Copyright Amazon.com, Inc. or its affiliates. All Rights Reserved.
SPDX-License-Identifier: CC-BY-SA-4.0
When configuring automatic scaling, consider the following general guidelines.
It is important that you test your automatic scaling configuration to confirm that it works with your model the way you expect it to.
When you update an endpoint, Application Auto Scaling checks to see whether any of the variants on that endpoint are targets for automatic scaling. If the update would change the instance type for any variant that is a target for automatic scaling, the update fails.
In the AWS Management Console, you see a warning that you must deregister the variant from automatic scaling before you can update it. If you are trying to update the endpoint by calling the UpdateEndpoint API, the call fails. Before you update the endpoint, delete any scaling policies configured for it by calling the DeleteScalingPolicy Application Auto Scaling API action, then call DeregisterScalableTarget to deregister the variant as a scalable target. After you update the endpoint, you can register the variant as a scalable target and attach an automatic scaling policy to the updated variant.
There is one exception. If you change the model for a variant that is configured for automatic scaling, Amazon SageMaker automatic scaling allows the update. This is because changing the model doesn’t typically affect performance enough to change automatic scaling behavior.
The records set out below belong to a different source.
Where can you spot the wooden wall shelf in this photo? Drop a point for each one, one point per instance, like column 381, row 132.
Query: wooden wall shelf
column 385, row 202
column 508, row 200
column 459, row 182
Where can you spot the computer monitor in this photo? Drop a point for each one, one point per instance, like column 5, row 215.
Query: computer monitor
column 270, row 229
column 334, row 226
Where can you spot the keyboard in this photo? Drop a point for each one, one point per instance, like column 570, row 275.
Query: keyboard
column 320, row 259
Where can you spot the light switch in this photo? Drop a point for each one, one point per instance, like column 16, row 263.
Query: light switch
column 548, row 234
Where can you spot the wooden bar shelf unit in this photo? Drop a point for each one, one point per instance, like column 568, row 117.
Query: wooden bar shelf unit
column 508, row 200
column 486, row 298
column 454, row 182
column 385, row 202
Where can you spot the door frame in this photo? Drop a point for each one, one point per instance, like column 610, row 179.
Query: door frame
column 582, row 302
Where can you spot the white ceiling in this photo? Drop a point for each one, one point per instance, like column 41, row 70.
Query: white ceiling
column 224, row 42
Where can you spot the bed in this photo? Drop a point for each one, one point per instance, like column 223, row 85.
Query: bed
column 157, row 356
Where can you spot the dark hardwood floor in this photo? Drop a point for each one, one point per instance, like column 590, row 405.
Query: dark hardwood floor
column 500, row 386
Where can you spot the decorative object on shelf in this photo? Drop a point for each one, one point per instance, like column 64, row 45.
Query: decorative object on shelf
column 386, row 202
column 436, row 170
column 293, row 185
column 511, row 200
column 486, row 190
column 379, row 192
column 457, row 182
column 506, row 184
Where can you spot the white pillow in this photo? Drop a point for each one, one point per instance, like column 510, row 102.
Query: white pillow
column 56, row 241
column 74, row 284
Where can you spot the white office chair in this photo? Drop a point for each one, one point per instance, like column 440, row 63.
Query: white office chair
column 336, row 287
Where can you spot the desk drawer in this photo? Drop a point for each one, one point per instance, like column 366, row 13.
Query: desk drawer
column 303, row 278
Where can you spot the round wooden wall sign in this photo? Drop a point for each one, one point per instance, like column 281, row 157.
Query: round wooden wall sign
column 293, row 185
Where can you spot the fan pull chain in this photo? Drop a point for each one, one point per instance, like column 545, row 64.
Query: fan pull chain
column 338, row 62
If you do update a model for a variant configured for automatic scaling, ensure that the change to the model doesn’t significantly affect performance and automatic scaling behavior.
For instructions on how to update an endpoint that uses automatic scaling, see Update Endpoints that Use Automatic Scaling.
If you delete an endpoint, Application Auto Scaling checks to see whether any of the variants on that endpoint are targets for automatic scaling. If any are and you have permission to deregister the variant, Application Auto Scaling deregisters those variants as scalable targets without notifying you. If you use a custom permission policy that doesn’t provide permission for the DeleteScalingPolicy and DeregisterScalableTarget actions, you must delete automatic scaling policies and deregister scalable targets and before deleting the endpoint.
Note
You, as an IAM user, might not have sufficient permission to delete an endpoint if another IAM user configured automatic scaling for a variant on that endpoint.
Although Amazon SageMaker automatic scaling supports using Application Auto Scaling step scaling policies, we recommend using target tracking policies, instead. For information about using Application Auto Scaling step scaling policies, see Step Scaling Policies.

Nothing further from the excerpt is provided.